Confusion matrices were calculated for the classification results of RF, SVM, and KNN. The performance of these three algorithms was evaluated based on their OCA, PA, UA, and Kappa coefficients. Results are shown in Table 1. The RF algorithm showed the highest OCA, which was 3.39% and 7.61% higher than that of the SVM and KNN algorithms, respectively. Moreover, the RF algorithm also presented the highest classification accuracy for different classes. For winter wheat, the PA of the RF algorithm was 1.17% and 1.01% higher than that of the SVM and KNN algorithms, and its UA was 1.76% and 3.53% higher than that of the SVM and KNN algorithms, respectively. With respect to land cover types, the classification accuracy of grass (Aegilops tauschii Coss., Alopecurus aequalis Sobol., etc.) was increased the most. The PA of the RF algorithm was 6.41% and 8.22% higher, and UA was 8.55% and 25.78% higher compared to that of the SVM and KNN algorithms, respectively. Overall, RF clearly showed the best classification results. Therefore, the RF algorithm was chosen to classify 504 hyperspectral images of potted winter wheat.

3.2. Waveband Selection

Spectral data of winter wheat after classification was extracted. According to previous studies [42,43], the following waveband ranges were selected for analysis: blue edge (BE, 490–530 nm), green region (GR, 510–560 nm), yellow edge (YE, 550–582 nm), red absorption valley (RW, 640–680 nm), red edge (RE, 670–737 nm), and near-infrared region (NIR, 700–900 nm). For quantitative assessment of the capacities of different spectra to recognize winter wheat under waterlogging stress, a spectral distance ( d i ) was introduced. Later, the mean of spectral distance ( D μ ), coefficient of variation ( D c v ), maximum ( D max ), and minimum ( D min ) were used to judge recognition capacity of a spectral range. Results are shown in Table 2.
When the spectra change due to stress, the information size of the corresponding waveband might also change, accompanied by changes in spectral distance between stressed and control winter wheat. As the mean of spectral distance in one waveband range, D μ is the most direct index to measure recognition ability. A higher value of D μ indicates a longer spectral distance between the stressed and control winter wheat in this waveband range. As a result, the recognition capacity is higher. D c v was used to measure intraclass dispersion in different waveband ranges and is the ratio between standard deviation and mean of spectral distance in this waveband range. A smaller value of D c v indicates less intraclass variation [39]. As demonstrated in Table 2, D μ reached a maximum in the waveband ranges of NIR, RE, and RW, with values of 0.085, 0.050, and 0.033, respectively. D c v reached a minimum in the RW, YE, and GR regions, with values of 0.010, 0.034, and 0.010, respectively. In the RW region, D μ was relatively high and D c v was relatively low, indicating this range’s strong capacity to recognize stressed winter wheat. The D μ of the RE and NIR regions was relatively large, and although D c v was large as well, the D min of these regions were higher than the D max of BE, GR, and YE. This reflects the fact that the ability of different wavebands to recognize stressed winter wheat varies greatly.
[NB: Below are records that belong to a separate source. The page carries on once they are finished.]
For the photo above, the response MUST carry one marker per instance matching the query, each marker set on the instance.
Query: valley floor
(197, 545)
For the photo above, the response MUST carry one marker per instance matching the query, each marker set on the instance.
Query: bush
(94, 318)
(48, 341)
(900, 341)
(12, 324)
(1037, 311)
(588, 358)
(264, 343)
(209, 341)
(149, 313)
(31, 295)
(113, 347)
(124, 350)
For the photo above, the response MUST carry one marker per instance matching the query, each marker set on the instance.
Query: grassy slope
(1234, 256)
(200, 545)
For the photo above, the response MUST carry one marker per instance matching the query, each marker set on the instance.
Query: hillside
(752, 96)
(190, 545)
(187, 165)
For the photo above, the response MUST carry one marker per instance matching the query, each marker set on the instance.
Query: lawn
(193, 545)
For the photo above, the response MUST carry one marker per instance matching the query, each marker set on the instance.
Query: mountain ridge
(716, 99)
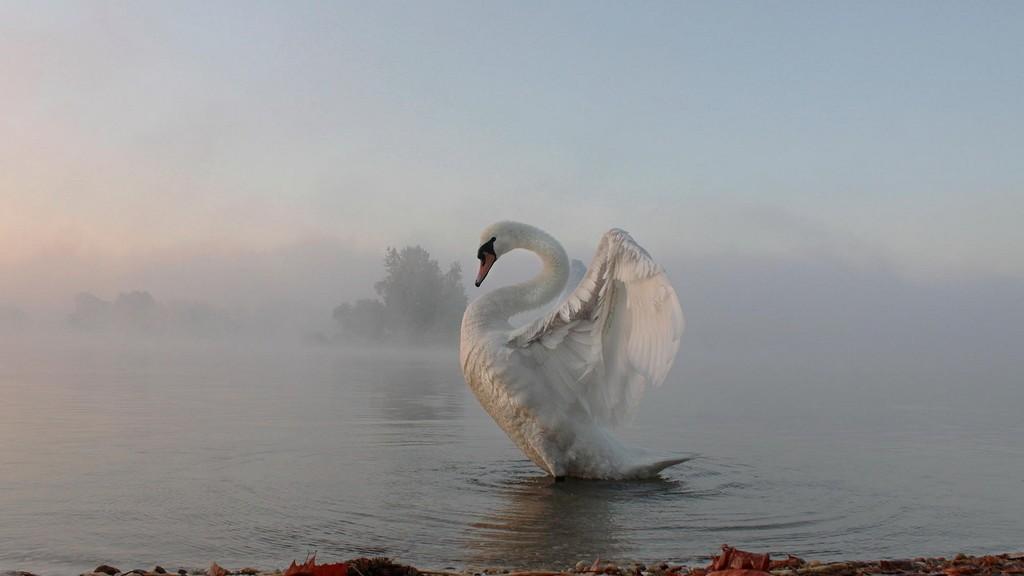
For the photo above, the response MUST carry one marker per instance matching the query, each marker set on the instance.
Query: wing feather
(615, 335)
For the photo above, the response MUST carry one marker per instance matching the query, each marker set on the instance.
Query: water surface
(257, 455)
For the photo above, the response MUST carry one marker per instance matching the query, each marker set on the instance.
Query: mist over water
(860, 416)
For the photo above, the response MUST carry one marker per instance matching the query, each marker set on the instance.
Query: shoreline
(729, 563)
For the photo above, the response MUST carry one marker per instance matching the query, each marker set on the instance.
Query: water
(257, 455)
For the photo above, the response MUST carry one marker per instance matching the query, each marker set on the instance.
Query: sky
(265, 152)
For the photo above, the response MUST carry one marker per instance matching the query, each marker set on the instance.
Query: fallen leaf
(310, 568)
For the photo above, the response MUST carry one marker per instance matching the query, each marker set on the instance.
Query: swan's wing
(616, 334)
(577, 271)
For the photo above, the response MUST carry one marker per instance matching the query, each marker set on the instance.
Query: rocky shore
(730, 562)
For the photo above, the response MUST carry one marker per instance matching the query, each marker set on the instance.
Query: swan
(558, 384)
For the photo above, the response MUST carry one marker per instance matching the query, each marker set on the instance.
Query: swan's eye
(486, 248)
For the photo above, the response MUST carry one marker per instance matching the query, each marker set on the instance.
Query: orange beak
(486, 260)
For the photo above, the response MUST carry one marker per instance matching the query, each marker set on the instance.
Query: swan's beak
(486, 260)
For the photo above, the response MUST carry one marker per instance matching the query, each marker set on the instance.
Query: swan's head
(496, 240)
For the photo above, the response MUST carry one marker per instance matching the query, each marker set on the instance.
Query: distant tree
(365, 319)
(417, 299)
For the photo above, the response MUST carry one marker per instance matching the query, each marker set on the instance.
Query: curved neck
(510, 300)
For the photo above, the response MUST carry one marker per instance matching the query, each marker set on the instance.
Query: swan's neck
(505, 302)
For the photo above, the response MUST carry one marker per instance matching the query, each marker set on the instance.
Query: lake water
(256, 455)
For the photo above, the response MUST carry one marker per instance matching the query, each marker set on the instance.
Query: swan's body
(559, 383)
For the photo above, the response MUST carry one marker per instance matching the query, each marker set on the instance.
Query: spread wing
(616, 334)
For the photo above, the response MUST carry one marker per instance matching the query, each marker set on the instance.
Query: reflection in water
(542, 523)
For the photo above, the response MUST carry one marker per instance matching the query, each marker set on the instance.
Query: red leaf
(738, 572)
(310, 568)
(739, 560)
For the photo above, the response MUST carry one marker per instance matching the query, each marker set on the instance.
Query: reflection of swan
(558, 383)
(590, 519)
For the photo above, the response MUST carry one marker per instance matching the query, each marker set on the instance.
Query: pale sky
(134, 133)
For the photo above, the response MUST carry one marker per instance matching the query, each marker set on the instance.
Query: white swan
(559, 383)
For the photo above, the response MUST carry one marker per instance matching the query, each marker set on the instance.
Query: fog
(805, 312)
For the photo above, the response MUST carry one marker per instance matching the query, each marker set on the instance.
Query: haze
(838, 173)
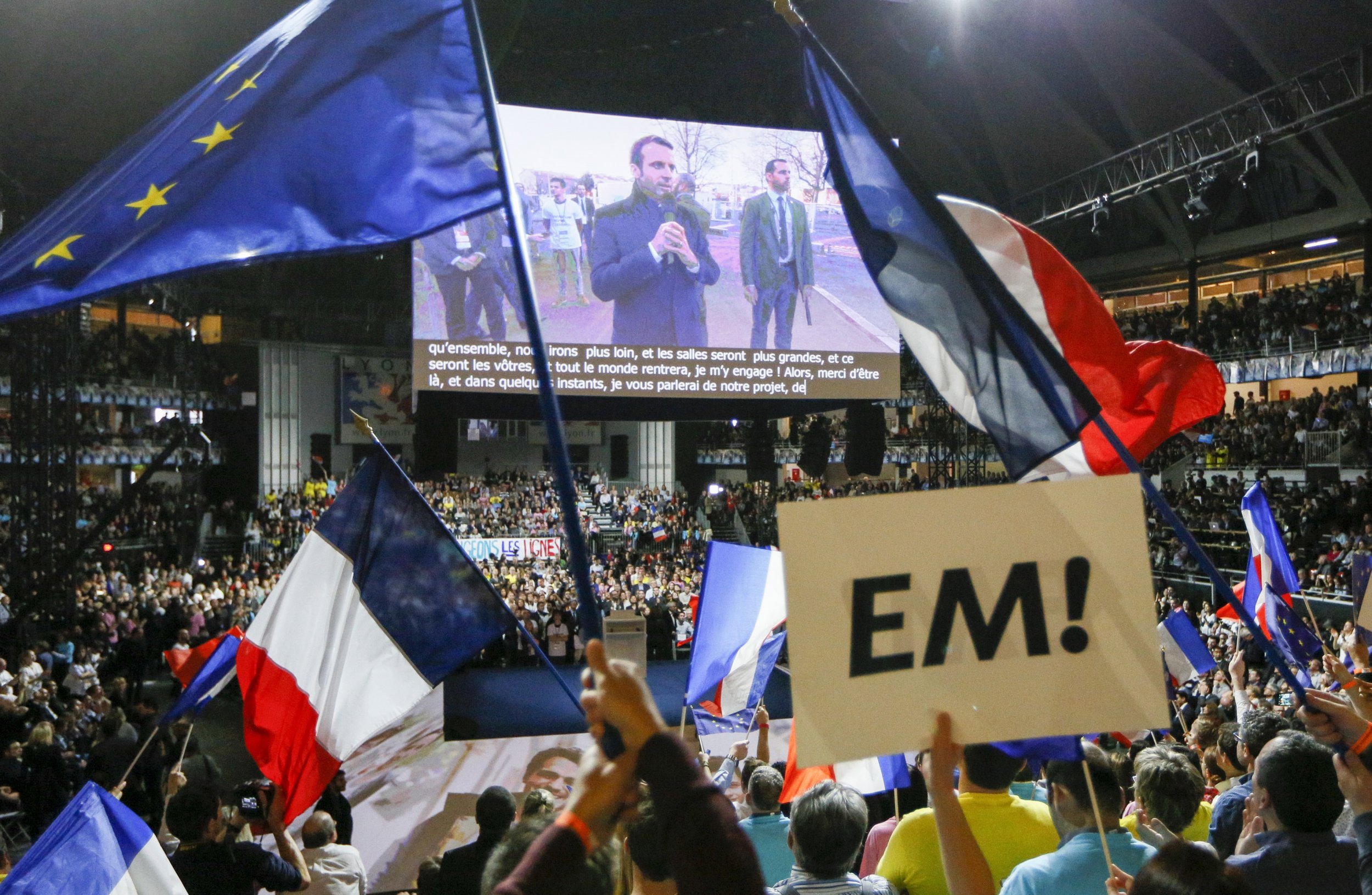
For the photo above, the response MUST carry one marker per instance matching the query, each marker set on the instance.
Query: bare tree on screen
(699, 147)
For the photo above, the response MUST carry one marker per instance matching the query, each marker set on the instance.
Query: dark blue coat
(655, 302)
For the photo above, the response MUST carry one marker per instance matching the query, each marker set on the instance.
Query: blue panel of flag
(404, 558)
(95, 847)
(932, 277)
(213, 677)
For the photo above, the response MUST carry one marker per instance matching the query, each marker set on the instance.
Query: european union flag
(1297, 643)
(349, 124)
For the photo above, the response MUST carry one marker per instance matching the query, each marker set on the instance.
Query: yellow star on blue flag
(363, 124)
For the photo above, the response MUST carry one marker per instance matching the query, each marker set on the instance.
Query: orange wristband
(578, 827)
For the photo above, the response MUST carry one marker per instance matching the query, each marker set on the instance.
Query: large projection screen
(715, 263)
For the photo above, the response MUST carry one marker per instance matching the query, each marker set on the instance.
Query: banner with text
(379, 389)
(483, 549)
(1027, 611)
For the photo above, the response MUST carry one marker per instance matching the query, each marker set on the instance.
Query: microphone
(670, 216)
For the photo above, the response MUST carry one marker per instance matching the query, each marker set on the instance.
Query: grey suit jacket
(758, 246)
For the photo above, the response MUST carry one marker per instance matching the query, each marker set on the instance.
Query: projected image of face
(553, 770)
(668, 258)
(655, 172)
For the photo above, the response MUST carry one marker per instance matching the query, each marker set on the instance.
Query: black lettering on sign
(957, 592)
(866, 623)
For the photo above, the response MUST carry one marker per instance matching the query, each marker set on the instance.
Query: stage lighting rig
(1099, 215)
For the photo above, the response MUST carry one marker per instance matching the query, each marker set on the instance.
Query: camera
(251, 798)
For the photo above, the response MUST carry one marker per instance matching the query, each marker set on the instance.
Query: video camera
(251, 798)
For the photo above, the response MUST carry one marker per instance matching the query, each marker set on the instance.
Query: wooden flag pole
(177, 767)
(1095, 809)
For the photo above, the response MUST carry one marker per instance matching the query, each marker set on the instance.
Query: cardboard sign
(1021, 610)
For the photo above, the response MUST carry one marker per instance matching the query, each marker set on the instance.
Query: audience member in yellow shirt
(1009, 830)
(1169, 789)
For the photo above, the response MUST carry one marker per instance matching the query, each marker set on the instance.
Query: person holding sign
(1008, 830)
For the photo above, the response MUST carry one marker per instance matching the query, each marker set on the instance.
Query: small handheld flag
(1183, 650)
(868, 776)
(95, 847)
(743, 599)
(213, 677)
(187, 663)
(376, 609)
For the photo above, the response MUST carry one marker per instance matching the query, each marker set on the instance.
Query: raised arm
(965, 866)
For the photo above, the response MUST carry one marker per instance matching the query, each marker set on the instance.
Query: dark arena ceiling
(989, 98)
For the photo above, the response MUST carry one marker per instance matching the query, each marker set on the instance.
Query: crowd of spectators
(75, 706)
(1332, 311)
(1324, 526)
(1246, 794)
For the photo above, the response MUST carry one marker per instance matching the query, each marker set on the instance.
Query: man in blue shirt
(1289, 846)
(767, 827)
(1080, 866)
(1256, 731)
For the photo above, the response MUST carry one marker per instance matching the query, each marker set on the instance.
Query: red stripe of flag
(280, 723)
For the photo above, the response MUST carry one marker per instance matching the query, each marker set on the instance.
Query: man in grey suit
(774, 256)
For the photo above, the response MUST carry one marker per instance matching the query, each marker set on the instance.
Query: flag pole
(1095, 809)
(1315, 625)
(142, 750)
(588, 610)
(177, 767)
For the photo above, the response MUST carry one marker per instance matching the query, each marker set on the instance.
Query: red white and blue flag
(1183, 651)
(1005, 327)
(187, 663)
(210, 680)
(376, 609)
(1271, 574)
(868, 776)
(743, 599)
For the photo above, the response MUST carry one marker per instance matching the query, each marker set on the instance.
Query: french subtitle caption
(652, 371)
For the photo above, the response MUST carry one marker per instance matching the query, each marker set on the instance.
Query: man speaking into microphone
(651, 260)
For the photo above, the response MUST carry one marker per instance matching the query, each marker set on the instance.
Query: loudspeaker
(619, 458)
(814, 449)
(762, 458)
(866, 440)
(435, 434)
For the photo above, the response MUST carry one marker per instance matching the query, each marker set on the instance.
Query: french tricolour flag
(1271, 574)
(187, 663)
(1183, 650)
(213, 677)
(95, 847)
(376, 609)
(743, 599)
(868, 776)
(1009, 333)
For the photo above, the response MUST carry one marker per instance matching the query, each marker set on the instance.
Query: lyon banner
(483, 549)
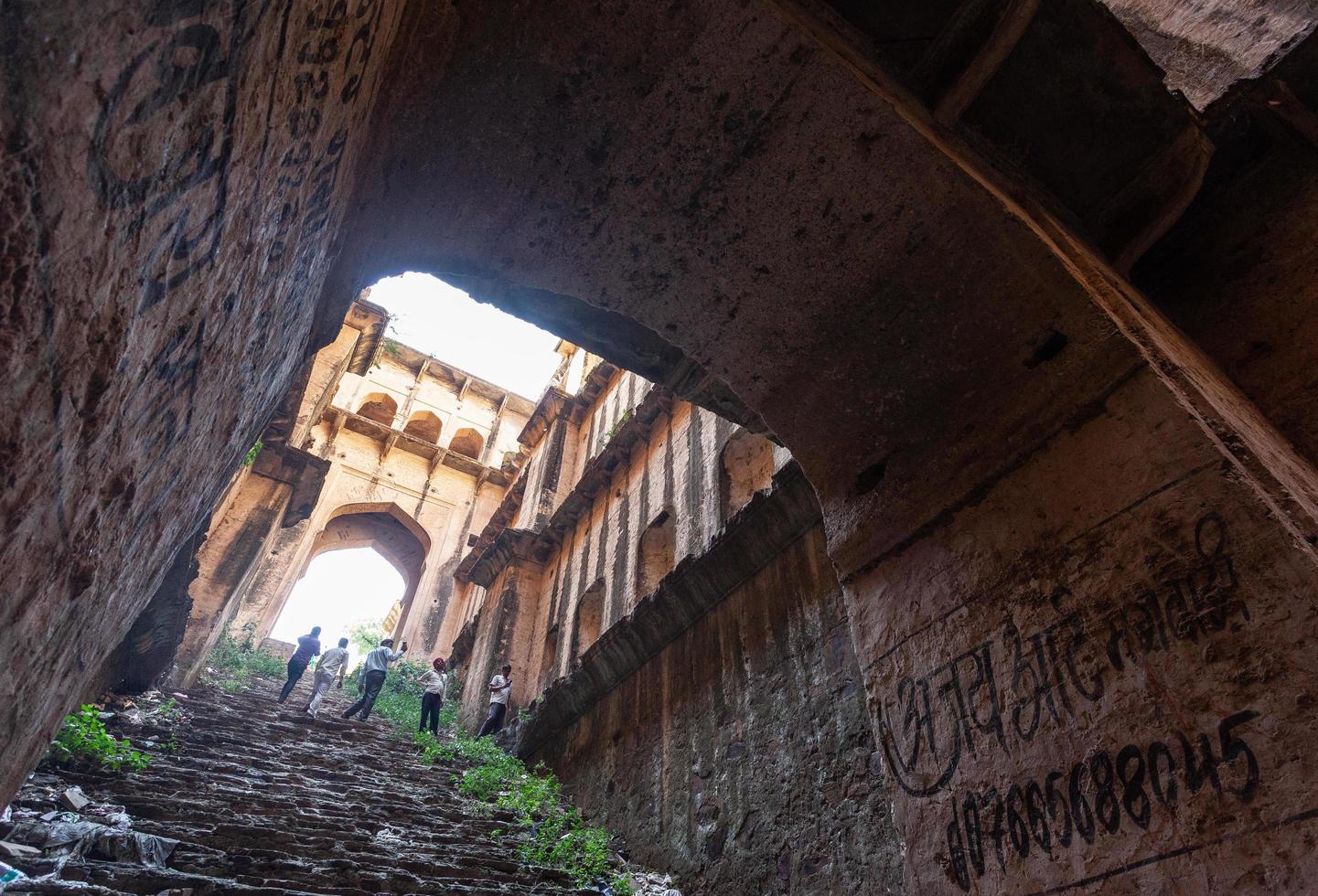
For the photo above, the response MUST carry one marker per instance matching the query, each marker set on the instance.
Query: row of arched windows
(422, 424)
(746, 468)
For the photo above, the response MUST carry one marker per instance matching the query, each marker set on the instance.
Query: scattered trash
(91, 838)
(17, 850)
(388, 836)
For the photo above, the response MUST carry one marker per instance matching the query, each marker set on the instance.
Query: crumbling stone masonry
(1034, 328)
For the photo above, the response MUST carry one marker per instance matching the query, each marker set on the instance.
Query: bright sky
(433, 316)
(340, 588)
(346, 587)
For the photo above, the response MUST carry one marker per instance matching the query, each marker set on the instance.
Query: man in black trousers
(373, 677)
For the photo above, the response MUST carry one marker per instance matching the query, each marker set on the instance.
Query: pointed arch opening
(745, 468)
(424, 426)
(468, 443)
(655, 554)
(380, 408)
(589, 618)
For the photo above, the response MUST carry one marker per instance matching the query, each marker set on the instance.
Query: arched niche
(426, 426)
(589, 618)
(655, 552)
(380, 408)
(745, 466)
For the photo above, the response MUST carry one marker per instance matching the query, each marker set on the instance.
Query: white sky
(433, 316)
(340, 588)
(346, 587)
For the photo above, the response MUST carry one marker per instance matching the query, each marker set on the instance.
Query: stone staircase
(266, 801)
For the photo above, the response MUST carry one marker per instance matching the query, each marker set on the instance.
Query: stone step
(263, 800)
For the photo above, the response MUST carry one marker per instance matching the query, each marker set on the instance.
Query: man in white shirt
(373, 677)
(332, 663)
(436, 688)
(499, 688)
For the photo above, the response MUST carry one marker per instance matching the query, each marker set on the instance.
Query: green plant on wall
(615, 429)
(83, 741)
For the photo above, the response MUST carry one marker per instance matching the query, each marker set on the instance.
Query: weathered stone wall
(238, 538)
(741, 758)
(1094, 671)
(670, 466)
(1207, 45)
(377, 471)
(173, 178)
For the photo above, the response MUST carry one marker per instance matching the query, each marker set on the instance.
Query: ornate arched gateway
(1034, 330)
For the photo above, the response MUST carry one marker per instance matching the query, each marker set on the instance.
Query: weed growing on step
(555, 836)
(83, 741)
(236, 662)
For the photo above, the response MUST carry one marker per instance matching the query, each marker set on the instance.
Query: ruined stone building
(933, 507)
(409, 456)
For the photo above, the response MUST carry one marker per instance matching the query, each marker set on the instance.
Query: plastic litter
(8, 874)
(91, 838)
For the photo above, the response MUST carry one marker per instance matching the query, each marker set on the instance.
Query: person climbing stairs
(263, 801)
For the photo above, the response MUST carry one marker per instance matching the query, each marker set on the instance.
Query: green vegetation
(236, 662)
(556, 836)
(83, 741)
(615, 429)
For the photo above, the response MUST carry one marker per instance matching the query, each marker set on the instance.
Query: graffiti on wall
(1030, 699)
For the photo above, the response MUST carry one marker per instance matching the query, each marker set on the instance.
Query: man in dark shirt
(308, 645)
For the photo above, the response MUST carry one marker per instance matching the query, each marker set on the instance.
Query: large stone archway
(912, 271)
(385, 528)
(382, 526)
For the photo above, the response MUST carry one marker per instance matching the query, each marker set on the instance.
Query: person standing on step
(334, 663)
(373, 677)
(436, 688)
(307, 647)
(499, 688)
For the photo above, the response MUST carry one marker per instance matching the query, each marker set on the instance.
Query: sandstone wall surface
(670, 474)
(953, 340)
(1207, 45)
(173, 178)
(741, 758)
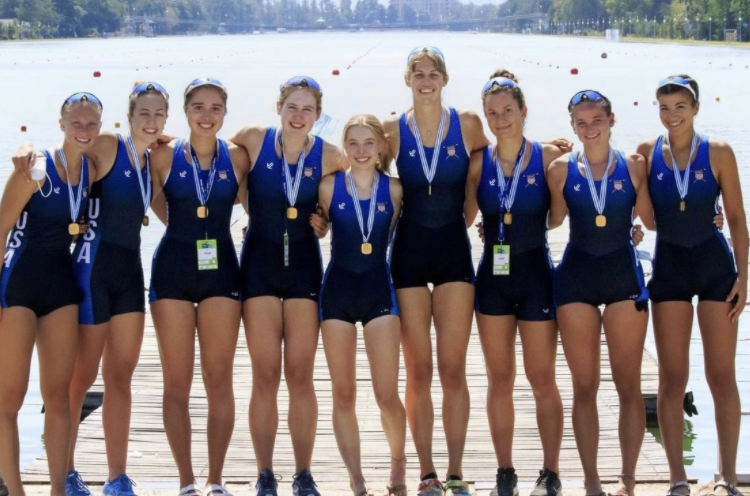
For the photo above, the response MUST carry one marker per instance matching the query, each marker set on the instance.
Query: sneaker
(74, 485)
(506, 482)
(548, 484)
(267, 484)
(304, 485)
(217, 490)
(121, 486)
(430, 487)
(457, 487)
The RW (640–680 nm), RE (670–737 nm), and NIR (700–900 nm) regions have strong recognition ability, and thus were chosen for harmonic analysis.

3.3. Harmonic Analysis

Canopy spectra of winter wheat can be viewed as the superposition of sub-signals with different amplitudes, frequencies, and phases. Different levels of waterlogging stress show different frequencies, phases, and amplitudes in the frequency domain. In this study, three harmonic decompositions of canopy spectral data were performed to collect the harmonic remainder, amplitude, and phase of sub-frequency signals in the RW, RE, and NIR regions. It was found that in the RW region, the amplitude of the first harmonic sub-signals presented obvious variation laws in the heading stage, filling stage, and flowering stage, but showed no laws in the jointing stage and maturation stage. In this section, the YF4 variety of winter wheat was taken as the example, as the variation trends of the three varieties were similar. The amplitudes of harmonic sub-signals under different waterlogging stress levels in the heading stage, flowering stage, and filling stage within the RW, RE, and NIR regions are shown in Figure 6. The harmonic sub-signals of the RW region are also shown in Figure 7 for further analysis.
Generally speaking, when the relative soil water contents are the same, the waterlogging stress level increases with the increase of the stress duration; when the stress duration is the same, the stress level increases with the increase of the relative soil water content. That is, the stress level: ML5d < ML10d < ML15d, SL5d < SL10d < SL15d; ML5d < SL5d, ML10d < SL10d, ML15d < SL15d. Combined with Figure 6 and Figure 7, it was found that after harmonic decomposition in the RW region in the heading, flowering, and filling stages, the amplitudes of sub-signals (c1, c2, and c3) increased with an increase in stress levels. In the RE region, the amplitudes of the first two harmonic decompositions in the heading stage were positively correlated to stress levels but presented no evident laws in the follow-up stages. In the NIR region, the amplitude of sub-signals had no evident laws. Therefore, sub-signals c1, c2, and c3 in the RW region in the heading, flowering, and filling stages can be used to assess waterlogging stress levels. The numerical values of c1, c2, and c3 were positively correlated with waterlogging stress levels. However, c1, c2, and c3 in the RE and NIR regions could not be used to recognize stress. The amplitude of harmonic sub-signals was negatively related to the number of harmonic decompositions (≤3), indicating that the low-order harmonic amplitudes contain more energy information than high-order ones.
Variation laws of JM31, the variety of winter wheat sensitive to water content, were different from those of YF4 and JM38 in the RE region. Specifically, only harmonic amplitudes of JM31 show evident laws in the RE region. As a result, the harmonic amplitudes of JM31 in RE are listed in Table 3.
It can be seen in Table 3 that in the heading stage, c1, c2, and c3 were positively related to stress levels. In the flowering stage, the values of c1, c2, and c3 tended to increase with an increase in stress level, except for c1 and c2 at ML10d and ML15d. In the filling stage, the values of c1, c2, and c3 tended to increase with increased stress, except for c1 and c2 at ML5d and ML10d. Therefore, only c3 was appropriate to assess waterlogging stress levels for JM31 in the RE region. Harmonic sub-signals of JM31 in the RE region are shown in Figure 8.
Based on the above analysis:
(1) c1, c2, and c3 in the RW region can be used to recognize waterlogging stress levels in winter wheat, as their numerical values are positively related to stress levels. In the RE region, c3 can be used to recognize waterlogging stress levels in winter wheat that is sensitive to water. In the NIR region, the waterlogging stress levels of winter wheat cannot be recognized based on harmonic analysis. In short, c1, c2, and c3 in the RW region and c3 in the RE region can be used to assess waterlogging stress levels in winter wheat.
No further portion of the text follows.